My great-grandparents

5 Preston Park Avenue taken in December 2006
32 Preston Park Avenue taken in December 2006
41 Preston Park Avenue taken in December 2006

My great Grandparents Charles & Ann Blaker lived in these houses.

I believe they moved into Number 5 called ‘Bickley’ when it was first built. They are shown there in the 1918-1926 voters list and also in the 1915 Kellys directory.

They then moved up the road to number 32 and are shown there on the Voters List from 1927-1949.

It looks like Ann then moved to number 41 Preston Park Avenue from the 1950 & 1952 Voters List.

Comments about this page

  • Back in the 1960s and into the 70s my family GP, Dr Freddie Eyton-Jones used to operate a single-handed GP practice out of a large detached house in Preston Park Avenue. He was a real old-school GP and ended every consultation with a jelly baby. Does anyone out there remember him?

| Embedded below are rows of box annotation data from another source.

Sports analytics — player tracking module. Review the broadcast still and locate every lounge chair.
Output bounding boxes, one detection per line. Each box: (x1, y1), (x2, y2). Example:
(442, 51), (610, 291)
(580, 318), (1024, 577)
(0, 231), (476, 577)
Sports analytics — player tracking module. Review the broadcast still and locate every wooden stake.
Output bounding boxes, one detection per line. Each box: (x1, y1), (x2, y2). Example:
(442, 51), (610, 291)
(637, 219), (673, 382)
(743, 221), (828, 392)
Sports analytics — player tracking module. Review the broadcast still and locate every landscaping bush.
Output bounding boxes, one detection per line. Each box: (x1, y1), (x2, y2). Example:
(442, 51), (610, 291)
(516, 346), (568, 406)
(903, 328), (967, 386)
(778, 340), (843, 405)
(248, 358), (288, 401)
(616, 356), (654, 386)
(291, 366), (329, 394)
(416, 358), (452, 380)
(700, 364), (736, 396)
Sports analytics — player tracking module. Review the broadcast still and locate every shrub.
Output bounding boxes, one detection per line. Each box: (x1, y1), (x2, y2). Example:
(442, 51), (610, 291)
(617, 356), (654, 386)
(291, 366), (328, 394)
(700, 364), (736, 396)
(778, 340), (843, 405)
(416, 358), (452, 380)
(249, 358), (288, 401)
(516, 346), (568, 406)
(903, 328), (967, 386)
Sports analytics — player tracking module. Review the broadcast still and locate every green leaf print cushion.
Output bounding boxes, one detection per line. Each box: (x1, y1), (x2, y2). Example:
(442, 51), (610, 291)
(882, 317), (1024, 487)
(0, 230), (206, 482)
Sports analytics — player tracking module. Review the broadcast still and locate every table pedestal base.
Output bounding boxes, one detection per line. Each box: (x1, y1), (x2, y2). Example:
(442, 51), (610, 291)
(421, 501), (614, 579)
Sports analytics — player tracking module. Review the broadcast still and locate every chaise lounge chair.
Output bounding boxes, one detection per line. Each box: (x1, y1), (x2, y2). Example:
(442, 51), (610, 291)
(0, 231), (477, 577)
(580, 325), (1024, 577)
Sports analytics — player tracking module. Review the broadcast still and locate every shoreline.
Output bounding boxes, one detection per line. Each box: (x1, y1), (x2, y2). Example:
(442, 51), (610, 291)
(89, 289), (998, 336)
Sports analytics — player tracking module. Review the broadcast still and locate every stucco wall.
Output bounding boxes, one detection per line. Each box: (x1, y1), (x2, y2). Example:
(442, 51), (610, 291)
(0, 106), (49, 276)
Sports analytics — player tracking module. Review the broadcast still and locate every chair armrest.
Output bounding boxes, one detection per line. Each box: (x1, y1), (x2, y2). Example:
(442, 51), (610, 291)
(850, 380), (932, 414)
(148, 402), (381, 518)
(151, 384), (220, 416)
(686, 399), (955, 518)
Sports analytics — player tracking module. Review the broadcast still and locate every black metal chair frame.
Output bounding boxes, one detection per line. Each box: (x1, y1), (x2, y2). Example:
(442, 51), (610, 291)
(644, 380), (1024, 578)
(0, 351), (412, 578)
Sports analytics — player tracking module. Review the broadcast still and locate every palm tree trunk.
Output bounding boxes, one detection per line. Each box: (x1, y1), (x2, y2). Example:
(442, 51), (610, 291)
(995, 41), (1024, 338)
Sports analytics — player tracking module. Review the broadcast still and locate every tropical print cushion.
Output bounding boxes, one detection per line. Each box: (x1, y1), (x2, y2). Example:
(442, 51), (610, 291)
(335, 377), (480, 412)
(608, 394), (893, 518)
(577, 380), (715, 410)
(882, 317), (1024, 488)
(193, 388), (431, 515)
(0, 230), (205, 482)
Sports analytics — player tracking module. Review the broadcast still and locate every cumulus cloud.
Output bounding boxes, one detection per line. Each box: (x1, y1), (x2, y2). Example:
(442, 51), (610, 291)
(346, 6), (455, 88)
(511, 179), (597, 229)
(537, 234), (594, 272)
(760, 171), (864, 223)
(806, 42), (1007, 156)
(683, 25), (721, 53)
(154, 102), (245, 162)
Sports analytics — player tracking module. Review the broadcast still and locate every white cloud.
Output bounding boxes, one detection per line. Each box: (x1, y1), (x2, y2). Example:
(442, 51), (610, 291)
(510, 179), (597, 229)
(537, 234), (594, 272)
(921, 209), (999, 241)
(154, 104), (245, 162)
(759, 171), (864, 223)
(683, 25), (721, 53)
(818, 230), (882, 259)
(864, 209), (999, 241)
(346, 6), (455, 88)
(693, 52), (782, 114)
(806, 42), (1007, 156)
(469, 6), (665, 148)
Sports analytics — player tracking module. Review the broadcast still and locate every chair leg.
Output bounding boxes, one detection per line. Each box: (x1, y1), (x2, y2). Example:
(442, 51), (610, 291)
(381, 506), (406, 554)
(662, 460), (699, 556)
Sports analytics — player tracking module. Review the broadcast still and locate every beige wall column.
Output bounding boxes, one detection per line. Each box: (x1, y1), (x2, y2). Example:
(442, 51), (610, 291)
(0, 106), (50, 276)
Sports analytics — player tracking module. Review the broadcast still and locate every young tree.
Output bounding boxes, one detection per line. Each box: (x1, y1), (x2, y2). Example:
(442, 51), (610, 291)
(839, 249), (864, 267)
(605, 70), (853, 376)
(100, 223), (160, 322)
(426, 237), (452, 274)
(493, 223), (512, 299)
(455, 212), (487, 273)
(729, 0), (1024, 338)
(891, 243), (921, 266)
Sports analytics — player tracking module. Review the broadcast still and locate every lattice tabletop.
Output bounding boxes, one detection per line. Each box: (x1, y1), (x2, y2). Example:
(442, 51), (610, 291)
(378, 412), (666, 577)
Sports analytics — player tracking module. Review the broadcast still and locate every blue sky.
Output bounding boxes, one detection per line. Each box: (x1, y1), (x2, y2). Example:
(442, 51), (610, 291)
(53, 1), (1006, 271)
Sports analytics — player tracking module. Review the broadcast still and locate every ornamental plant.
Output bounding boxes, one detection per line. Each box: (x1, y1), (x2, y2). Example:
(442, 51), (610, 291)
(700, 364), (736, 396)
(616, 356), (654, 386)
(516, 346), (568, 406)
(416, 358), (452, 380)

    By Martin Scrace (17/09/2015)
  • May be be connected maybe not, but we have just unearthed an old British Rail railway health and safety notice circa early 1960s – it has Redhill Written into the location and states that FMM Eyton-Jones is the contactable / official medical Doctor. We have now placed it on proud display at our Depot at Redhill.

    By Greg (28/04/2019)
  • Hi Martin. I certainly remember Dr Eyton-Jones in Preston Park Avenue and his jelly babies, even when we were adults!! He was a lovely man and we (my brother was born in 1953) stayed with him from birth until he retired.

    By Julia (25/06/2019)
  • My grandparents ran Parkdean Nursing Home in Preston Park Avenue, think it was number 42. I lived with them, and remember the huge grounds at the back, and the old man next door who used to play croquet with me!

    By Toni Kemp (11/02/2020)
  • Yes yes yes. A lovely Dr Who would call in on my Nan if he happened to be passing. He looked after me until he retired.

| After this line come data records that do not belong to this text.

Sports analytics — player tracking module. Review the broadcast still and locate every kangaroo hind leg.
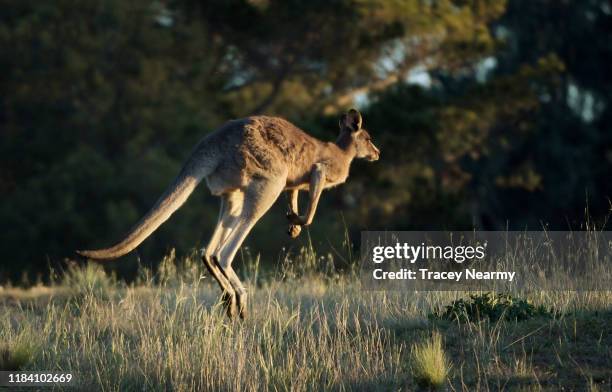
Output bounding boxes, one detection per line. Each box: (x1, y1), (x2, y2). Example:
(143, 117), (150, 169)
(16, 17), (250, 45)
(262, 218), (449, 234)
(202, 196), (236, 318)
(214, 178), (285, 318)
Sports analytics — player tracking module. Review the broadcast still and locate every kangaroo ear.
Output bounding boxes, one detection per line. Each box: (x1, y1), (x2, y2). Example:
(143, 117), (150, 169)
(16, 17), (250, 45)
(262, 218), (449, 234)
(340, 109), (362, 132)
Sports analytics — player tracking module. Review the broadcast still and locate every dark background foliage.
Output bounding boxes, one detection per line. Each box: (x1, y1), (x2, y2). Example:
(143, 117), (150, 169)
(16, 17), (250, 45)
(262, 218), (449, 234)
(0, 0), (612, 281)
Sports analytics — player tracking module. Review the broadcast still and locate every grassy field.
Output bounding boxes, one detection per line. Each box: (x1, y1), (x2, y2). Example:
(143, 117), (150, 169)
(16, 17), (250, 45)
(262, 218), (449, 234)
(0, 250), (612, 391)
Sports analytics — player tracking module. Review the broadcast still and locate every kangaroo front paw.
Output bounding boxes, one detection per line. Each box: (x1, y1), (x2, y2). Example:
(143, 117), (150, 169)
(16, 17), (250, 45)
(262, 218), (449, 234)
(287, 212), (305, 226)
(287, 225), (302, 238)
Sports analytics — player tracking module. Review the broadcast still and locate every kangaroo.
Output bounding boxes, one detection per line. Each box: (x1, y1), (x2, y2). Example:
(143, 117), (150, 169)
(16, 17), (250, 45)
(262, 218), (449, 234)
(77, 109), (380, 318)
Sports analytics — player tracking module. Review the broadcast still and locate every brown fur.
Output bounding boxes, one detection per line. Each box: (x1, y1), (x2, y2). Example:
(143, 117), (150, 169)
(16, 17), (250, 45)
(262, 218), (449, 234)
(79, 110), (380, 317)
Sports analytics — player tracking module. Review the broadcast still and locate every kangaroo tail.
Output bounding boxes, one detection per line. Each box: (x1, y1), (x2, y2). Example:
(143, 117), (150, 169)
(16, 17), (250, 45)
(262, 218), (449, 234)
(77, 159), (206, 259)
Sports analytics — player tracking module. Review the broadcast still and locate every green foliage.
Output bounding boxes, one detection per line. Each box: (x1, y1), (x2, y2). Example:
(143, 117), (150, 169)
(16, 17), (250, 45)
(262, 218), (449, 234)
(429, 293), (552, 323)
(0, 0), (612, 280)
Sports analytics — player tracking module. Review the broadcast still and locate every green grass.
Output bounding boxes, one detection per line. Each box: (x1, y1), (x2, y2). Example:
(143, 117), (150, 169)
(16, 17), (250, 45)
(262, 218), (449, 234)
(0, 249), (612, 391)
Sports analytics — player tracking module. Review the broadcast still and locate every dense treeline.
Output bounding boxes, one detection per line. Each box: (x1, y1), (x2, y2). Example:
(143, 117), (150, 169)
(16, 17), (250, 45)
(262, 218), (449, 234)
(0, 0), (612, 280)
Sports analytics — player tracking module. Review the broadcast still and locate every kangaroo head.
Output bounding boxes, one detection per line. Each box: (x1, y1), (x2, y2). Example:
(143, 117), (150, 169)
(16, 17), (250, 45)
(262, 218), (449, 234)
(340, 109), (380, 162)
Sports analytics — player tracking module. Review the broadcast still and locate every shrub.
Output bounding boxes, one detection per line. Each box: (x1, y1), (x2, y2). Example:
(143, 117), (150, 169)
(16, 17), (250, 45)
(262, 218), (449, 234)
(430, 293), (551, 322)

    By Joyce Evans (24/02/2020)
  • Yes, I remember Dr Eyton-Jones. I was born in 1955, and he was still giving me a jelly baby when I was in my mid-twenties! A wonderful man (and not just because of that).

    By Nigel Harding (18/09/2020)
  • Dr Eyton-jones was my grandfather so it’s great to read such kind comments about him. Without doubt he was truly devoted to his patients. As children, my brother and I would often sneak into his empty surgery out of hours to eat from the jelly-baby box and to play with the buzzer under his desk that he used to summon his patients. The secret’s out!

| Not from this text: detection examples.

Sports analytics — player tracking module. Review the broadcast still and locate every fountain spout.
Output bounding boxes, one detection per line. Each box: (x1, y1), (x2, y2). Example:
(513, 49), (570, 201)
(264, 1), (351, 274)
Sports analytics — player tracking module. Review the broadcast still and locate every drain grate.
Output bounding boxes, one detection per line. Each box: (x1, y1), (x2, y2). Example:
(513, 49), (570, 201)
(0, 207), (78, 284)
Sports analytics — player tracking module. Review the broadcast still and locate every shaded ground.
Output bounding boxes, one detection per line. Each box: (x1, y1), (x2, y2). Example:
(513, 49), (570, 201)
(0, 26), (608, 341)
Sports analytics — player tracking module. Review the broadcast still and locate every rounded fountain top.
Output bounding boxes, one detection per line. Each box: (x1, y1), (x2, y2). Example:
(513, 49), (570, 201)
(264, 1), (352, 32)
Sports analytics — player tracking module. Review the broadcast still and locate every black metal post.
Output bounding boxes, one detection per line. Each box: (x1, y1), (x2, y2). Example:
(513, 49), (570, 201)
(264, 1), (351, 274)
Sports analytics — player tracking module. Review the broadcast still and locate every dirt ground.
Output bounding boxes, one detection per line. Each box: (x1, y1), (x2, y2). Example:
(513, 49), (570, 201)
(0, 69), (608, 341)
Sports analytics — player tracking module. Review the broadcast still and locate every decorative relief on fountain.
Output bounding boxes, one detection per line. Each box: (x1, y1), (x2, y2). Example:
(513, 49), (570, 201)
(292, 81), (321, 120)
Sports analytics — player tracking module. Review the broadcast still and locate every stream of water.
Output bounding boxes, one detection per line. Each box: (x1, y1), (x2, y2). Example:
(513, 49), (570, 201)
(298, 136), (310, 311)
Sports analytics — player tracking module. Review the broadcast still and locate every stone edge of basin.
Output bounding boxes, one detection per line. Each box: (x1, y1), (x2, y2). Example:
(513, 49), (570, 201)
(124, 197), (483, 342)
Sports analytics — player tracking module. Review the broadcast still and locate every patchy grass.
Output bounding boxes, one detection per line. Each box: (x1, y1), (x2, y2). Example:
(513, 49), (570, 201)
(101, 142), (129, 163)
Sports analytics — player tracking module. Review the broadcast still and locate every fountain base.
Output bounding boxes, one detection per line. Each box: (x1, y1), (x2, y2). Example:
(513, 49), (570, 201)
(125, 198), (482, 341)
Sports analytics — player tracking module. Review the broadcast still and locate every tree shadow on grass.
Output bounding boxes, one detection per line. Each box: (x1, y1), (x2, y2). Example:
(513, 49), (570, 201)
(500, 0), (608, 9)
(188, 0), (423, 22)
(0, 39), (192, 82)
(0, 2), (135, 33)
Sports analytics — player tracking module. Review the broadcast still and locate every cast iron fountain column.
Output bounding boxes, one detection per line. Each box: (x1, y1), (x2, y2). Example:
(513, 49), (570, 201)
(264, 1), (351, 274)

    By Paul Eyton-Jones (13/02/2021)
  • Very low key comment from me compared to this wonderful doctor, but Preston Park Avenue was my paper-round in the early 1960s, but only on a Sunday. During the week I had the [then] large villas, all flats at that time, along Preston Road opposite the Park out to the Rockery. But the boy who did PPA did not like the idea of all the big Sunday papers so I did his round..and mine! I was working from the big building at the bottom of Dyke Rd Drive which was then the newsagents. Several of the large properties along PPA had coach houses or stabling at the rear which had also become residential and these also had to be delivered to.

    By Dr Geoffrey Mead (13/02/2021)
  • Doris and Joe Milton, my great auntie and uncle owned one of the mansions, they rented the attic out and I think the basement, I remember the dumb waiter, the blue and white patterned toilet. And the coach house at the bottom of the garden. It was an amazing house. My uncle Joe refused to sell it to developers back in the 70s as it had been his family home.